Citing the prevalence of dementia in the older-adult community, Rose expressed that she has never experienced such dedication to those living with the disease as she has at CareOne. As she recalled the heartbreak she felt on the day she moved her own mother into a LTC facility, Rose said she would have felt significantly more comfortable if there had been a dementia care specialist on hand to be a constant partner for her family.
“For somebody who has to place their mother or father in a facility, we know how difficult that is, and we have really invested so much in caring for a family’s loved one here,” said Rose. “It’s honestly amazing what the company has done. I don’t know of any other place that has such devotion to people living with dementia and how to care for them properly and work with the families that trust us with their loved ones.”
At CareOne at Livingston Assisted Living, Rose said the facility has “invested in education and how to properly care for someone living with dementia” by following the “Teepa Snow strategies of positive approach.”
“Typically when people talk about dementia, they always talk about the things that they’ve lost—they can’t remember things, they don’t know how to find their apartment, they can’t drive, they can’t eat, they can’t do this on their own,” she said. “We don’t do that in CareOne.
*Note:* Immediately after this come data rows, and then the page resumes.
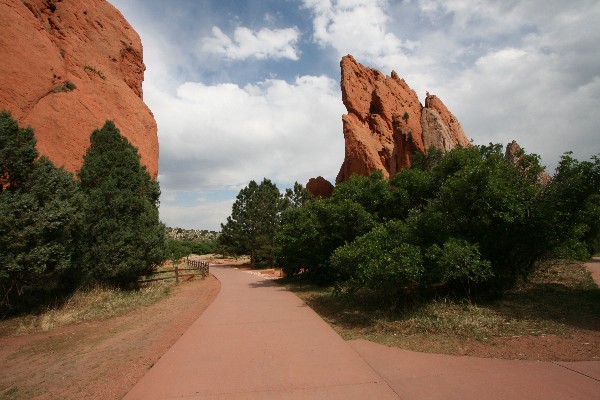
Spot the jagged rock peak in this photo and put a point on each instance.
(319, 188)
(73, 65)
(513, 154)
(386, 123)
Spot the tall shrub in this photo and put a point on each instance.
(123, 237)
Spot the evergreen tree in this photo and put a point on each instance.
(17, 152)
(40, 215)
(255, 217)
(123, 237)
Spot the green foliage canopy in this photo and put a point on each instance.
(122, 236)
(40, 218)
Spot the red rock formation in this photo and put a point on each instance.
(320, 188)
(386, 123)
(67, 67)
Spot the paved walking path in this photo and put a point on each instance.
(594, 267)
(259, 341)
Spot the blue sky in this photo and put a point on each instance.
(243, 90)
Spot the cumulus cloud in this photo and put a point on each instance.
(246, 43)
(218, 136)
(534, 77)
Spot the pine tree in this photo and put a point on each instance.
(254, 219)
(40, 215)
(123, 236)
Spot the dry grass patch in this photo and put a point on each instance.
(559, 300)
(87, 305)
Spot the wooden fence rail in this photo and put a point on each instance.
(196, 267)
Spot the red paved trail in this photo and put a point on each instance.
(259, 341)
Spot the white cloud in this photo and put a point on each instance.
(360, 28)
(204, 214)
(217, 136)
(246, 43)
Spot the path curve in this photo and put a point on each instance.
(259, 341)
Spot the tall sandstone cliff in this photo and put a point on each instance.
(386, 123)
(50, 46)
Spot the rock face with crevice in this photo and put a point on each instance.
(386, 123)
(67, 67)
(319, 188)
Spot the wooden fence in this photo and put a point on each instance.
(196, 267)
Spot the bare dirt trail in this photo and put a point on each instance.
(104, 359)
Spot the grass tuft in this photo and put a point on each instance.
(558, 299)
(86, 305)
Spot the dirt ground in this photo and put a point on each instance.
(100, 360)
(103, 360)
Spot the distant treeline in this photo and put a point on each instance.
(468, 220)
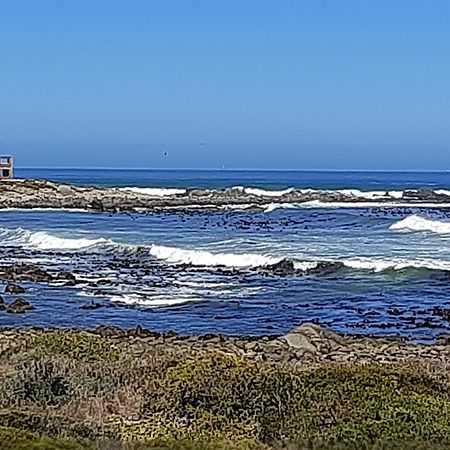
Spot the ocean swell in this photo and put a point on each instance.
(418, 223)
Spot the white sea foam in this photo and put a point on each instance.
(155, 301)
(155, 192)
(443, 192)
(267, 193)
(274, 206)
(417, 223)
(46, 241)
(381, 265)
(366, 205)
(205, 258)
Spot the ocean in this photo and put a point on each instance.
(358, 268)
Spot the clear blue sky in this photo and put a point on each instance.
(313, 84)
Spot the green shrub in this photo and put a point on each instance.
(76, 345)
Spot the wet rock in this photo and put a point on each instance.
(14, 289)
(283, 268)
(325, 268)
(109, 331)
(67, 276)
(91, 306)
(19, 306)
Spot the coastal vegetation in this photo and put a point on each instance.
(77, 390)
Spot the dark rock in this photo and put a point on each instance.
(19, 306)
(66, 276)
(325, 268)
(282, 268)
(91, 306)
(14, 289)
(109, 331)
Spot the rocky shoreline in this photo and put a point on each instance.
(305, 345)
(28, 194)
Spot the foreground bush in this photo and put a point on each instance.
(95, 396)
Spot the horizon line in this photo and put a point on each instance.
(228, 169)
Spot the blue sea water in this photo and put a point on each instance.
(372, 270)
(215, 179)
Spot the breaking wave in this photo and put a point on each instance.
(42, 240)
(417, 223)
(206, 259)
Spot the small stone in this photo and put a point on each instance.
(19, 306)
(14, 289)
(91, 306)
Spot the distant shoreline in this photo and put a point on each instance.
(41, 194)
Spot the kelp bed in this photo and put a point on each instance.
(76, 390)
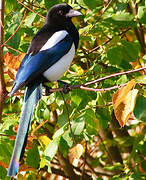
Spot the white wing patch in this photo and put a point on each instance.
(54, 39)
(55, 72)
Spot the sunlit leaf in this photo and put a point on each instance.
(75, 153)
(13, 61)
(140, 110)
(124, 102)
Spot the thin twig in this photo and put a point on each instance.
(67, 111)
(103, 89)
(30, 9)
(16, 30)
(85, 156)
(39, 126)
(106, 42)
(9, 47)
(114, 75)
We look at positives. Instead of concentrating on what the person has lost, we concentrate on what remains. So it’s a positive physical approach to caring for somebody who is living with dementia.”
In her role at the facility, Rose trains staff members on the specific care that each individual patient needs and oversees activities “that are not just Bingo and board games and coloring,” but are concentrated instead on “positivity, independence, engagement and meaningful life for all residents.”
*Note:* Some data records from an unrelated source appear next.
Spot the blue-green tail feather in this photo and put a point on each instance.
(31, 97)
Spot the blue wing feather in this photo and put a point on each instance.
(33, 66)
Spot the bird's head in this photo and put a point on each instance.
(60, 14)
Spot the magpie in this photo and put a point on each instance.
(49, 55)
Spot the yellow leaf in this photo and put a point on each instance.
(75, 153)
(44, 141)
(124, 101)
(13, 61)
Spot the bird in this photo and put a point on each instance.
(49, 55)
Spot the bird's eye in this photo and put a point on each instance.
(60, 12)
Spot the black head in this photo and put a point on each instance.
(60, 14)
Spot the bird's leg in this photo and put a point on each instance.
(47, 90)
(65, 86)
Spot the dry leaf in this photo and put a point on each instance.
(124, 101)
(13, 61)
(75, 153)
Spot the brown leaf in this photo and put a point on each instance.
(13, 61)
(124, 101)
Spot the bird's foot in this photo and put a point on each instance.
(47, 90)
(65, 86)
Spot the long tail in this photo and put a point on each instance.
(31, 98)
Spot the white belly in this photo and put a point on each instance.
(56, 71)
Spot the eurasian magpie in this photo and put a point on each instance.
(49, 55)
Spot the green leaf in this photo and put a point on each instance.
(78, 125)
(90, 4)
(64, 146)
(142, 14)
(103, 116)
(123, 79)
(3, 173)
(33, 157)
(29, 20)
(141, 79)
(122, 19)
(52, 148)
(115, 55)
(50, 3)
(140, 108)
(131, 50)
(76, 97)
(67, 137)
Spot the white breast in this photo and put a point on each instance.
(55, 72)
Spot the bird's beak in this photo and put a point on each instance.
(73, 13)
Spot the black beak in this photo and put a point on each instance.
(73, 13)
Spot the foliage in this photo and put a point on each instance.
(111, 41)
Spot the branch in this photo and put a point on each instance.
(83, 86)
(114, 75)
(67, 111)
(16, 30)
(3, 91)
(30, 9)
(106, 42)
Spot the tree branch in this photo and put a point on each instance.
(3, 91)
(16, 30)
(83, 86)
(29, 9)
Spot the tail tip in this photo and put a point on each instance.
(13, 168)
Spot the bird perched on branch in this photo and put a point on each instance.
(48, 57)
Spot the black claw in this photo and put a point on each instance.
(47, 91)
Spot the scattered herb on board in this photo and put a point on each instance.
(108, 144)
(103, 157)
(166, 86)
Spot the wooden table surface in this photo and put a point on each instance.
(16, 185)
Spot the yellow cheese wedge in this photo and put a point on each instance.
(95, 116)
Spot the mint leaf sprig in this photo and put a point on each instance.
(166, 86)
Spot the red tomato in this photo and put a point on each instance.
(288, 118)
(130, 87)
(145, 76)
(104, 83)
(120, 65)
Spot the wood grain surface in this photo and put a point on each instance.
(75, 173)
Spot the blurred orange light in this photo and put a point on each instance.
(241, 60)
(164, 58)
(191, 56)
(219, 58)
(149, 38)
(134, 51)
“When you’re talking about activities with somebody with dementia, you’re talking about engaging them in purposeful, meaningful life depending on the level they are in their dementia journey,” she said. “So if somebody comes in and they can still have a conversation and they can still answer trivia and do some fun music games and those kinds of things, we will build on that and try and keep them as independent as possible…So many people think about moving into a LTC facility where nothing happens, but it’s just the opposite here.”
Although “caring for somebody with dementia is complicated,” Rose said there is also “a reward every day” in her role as a dementia care specialist.
“When you see that they’re safe and comfortable, they thrive on love and compassion,” she said. “This is their home, and they honestly sometimes feel that we’re their family. So when we have those special moments, whatever the moment might be—whether they’re frightened and we’re able to decrease their anxiety and put our arms around them and tell them that they’re safe and loved and cared for and they just look at and you could see that they are not frightened anymore—it honestly means everything.”
CareOne at Livingston Assisted Living, located at 76 Passaic Avenue, also provides services such as sub-acute rehabilitation, pulmonary and orthopedic rehabilitation, cardiac care management, respite care, stroke recovery and more.